Pro-tranny Rolling Stone (RS) bizarrely opined that the “trans influencer has drawn vitriol for all the wrong reasons” and is furious that anyone would opposed Hudson, opening its twisted take this way:

Ever since right-wing influencers orchestrated a boycott of Anheuser-Busch products last year for collaborating with trans influencer Dylan Mulvaney, they have been foaming at the mouth for a new product to boycott for incredibly stupid, hateful reasons. First, it was Frosted Flakes, due to its mascot posing for a photo with Mulvaney at the Tony Awards (a cultural event beloved by the right due to the absence of LGBTQ people in musical theater). Then, it was Cracker Barrel, because during Pride Month, the restaurant chain had the temerity to acknowledge the existence of gay people on its socials.

Of course, Hudson claimed to regret what he wrote. “I don’t know what to say, I don’t remember having written such barbarities,” he claimed, RS reported. “At that time I dedicated myself to saying nonsense, the heavier the better, because I thought that ‘dark humor’ was funny.”

Given that RS also gave the world A Rape on Campus, the hoax about a rape that never occurred at the University of Virginia, it’s no surprise that an RS writer would believe that baloney.

Anyway, Doritos told RS why it fired the deranged “influencer”:

A spokesperson for Doritos Spain also provided a statement saying the brand was “made aware of Samantha’s deleted Tweets from around 2015” after the campaign had started. “We have ended the relationship and stopped all related campaign activity due to the comments,” the spokesperson said. “We strongly condemn words or actions that promote violence or sexism of any kind.”

The magazine claimed that the “right wing” was mostly disturbed that Hudson was a “transgender,” and that concerns about his openly pedo tweets were an “afterthought”:

Although the right’s history of campaigning against brands for collaborating with LGBTQ influencers merits extensive mockery, it has, unfortunately, been somewhat effective in bringing down corporations’ bottom lines. Following the controversy over Dylan Mulvaney, Bud Light lost an estimated $395 million in U.S. sales, and Target also suffered a second-quarter slump after conservative activists rallied against its Pride Month merchandise, with the company even receiving bomb threats. The Doritos Spain debacle should, by any reasonable measures, be viewed as an instance of an overseas division of a brand failing to sufficiently vet an influencer’s social media history; instead, it’s being turned into a cri de coeur for a virulently transphobic sector of the right wing that is desperate to find something, anything, to get mad at.

After publishing A Rape on Campus, maybe RS shouldn’t be mocking anyone.
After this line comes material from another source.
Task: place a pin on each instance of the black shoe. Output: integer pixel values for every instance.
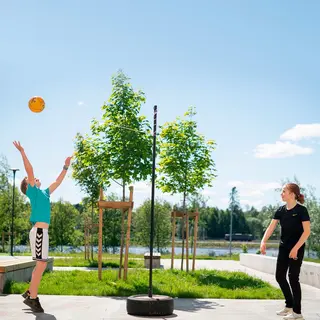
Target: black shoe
(26, 294)
(34, 304)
Cheong answered the RS lament. “Instead of covering the news like normal decent human beings, Rolling Stone decided to take the side of the trans influencer who said he wanted to do bad things to little girls, deeming it to be ‘transphobia’ in a typical ‘conservatives pounce!’ article,” he wrote on X. “So let’s clear this up: it is transphobic to oppose p*dophilia.”

That Doritos panicked after Hudson’s pedo tweet surfaced is no surprise. Anheuser-Busch lost $395 million in revenue after it plastered tranny Dylan Mulvaney’s visage on beer cans last year, and sales have not recovered for the former No. 1 best-selling beer.